Now I have a rather grim question for you -- is the death of 750,000 Americans, and the maiming of thousands more, as a direct consequence to the presence of slavery in this country, an approximately fair price to pay for the forced importation of 443,000 Africans to America, for two hundred fifty years of unrequited toil, plus another ninety or so years of Jim Crow laws?
Well, this is an issue only God can fairly adjudicate. But it puts things in an entirely new and interesting perspective- for me, at least.
You may be surprised, given recent events, that the condition of black Americans has actually been improving over the last decades. Here’s Kyle Smith writing recently in the New York Post:
"The Economic Policy Institute found that the difference in high school graduation rates between whites and blacks fell from 27 percent in 1962 to 5 percent in 2004. Last fall, the rate of black and Hispanic unemployment hit an all-time low. Since 1980, the percentage of black adults with college degrees has tripled. Life expectancy of white Americans exceeded that of black Americans by more than seven years as of 1970; that gap has been cut in half, to three and a half years. The percentage of black Americans earning more than $75,000 more than doubled adjusting for inflation between 1970 and 2014, according to Harvard professor William Julius Wilson, who studies upward mobility among black Americans."
So what’s the problem, one might ask? With all this wonderful progress, why all this recent brouhaha? The answer can be distilled to a couple major factors: 1) the creation of a permanent black underclass thanks to the unintended consequences of civil rights legislation passed in the 1960s which have given economic incentives for fatherless households in the black community, and 2) the steadily advancing agenda of cultural Marxism, which has led to the tsunami of political correctness and the instant shaming and expulsion of liberals and conservatives of principle from positions of power and influence. Throw in the convulsive collective deliverance from three months of, as it turned out, mostly unnecessary lockdown, and you have a perfect blueprint for bad behavior.
Not all of this is bad, of course. Police tactics can always stand scrutiny, since they’re the only ones in a civilization entrusted with the threat of and the use of force to apply local laws effectively. Individuals who have an irrational distaste for people having a different paint job than they do need to do some serious self-reflection.
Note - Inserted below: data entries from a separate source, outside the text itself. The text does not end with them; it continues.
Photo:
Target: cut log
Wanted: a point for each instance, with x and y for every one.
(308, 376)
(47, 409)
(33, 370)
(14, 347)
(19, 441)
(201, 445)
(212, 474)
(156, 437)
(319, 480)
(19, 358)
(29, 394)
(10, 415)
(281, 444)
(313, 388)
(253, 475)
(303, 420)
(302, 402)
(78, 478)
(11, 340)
Is life more difficult for a black man? Well, yes, it is. Much of this is cultural, however, and not racial. It follows from the fact that 40% of violent crimes are committed by 6% of the population, i.e., black males. If that’s “institutional racism” in the view of a lot of rather shallow thinkers, then march until your shoes wear out; it won’t change until crime stats change. And crime stats won’t change until a revolution takes place in the black underclass.
The first rumblings of that revolution are happening even as we speak; there is a very slow tectonic shift taking place in the African-American community as black Americans, by ones and twos, by dozens and hundreds, are slowly waking up to the fact that they’ve been had by the Democrats. That they’ve always been had by the Democrats, who were the fiercest opponents to emancipation, the staunchest supporters of Jim Crow, and the steely backbone of the KKK.
Democrats are scared stiff that they’ll lose their African-American constituents. They should be. If they don’t take their party back from the extreme Left and get their act together vis a vis their historic mistreatment of their most loyal demographic, they’ll be shunted off to the sidelines as a semi-permanent minority party. And that’s bad for the republic. One-party rule always is.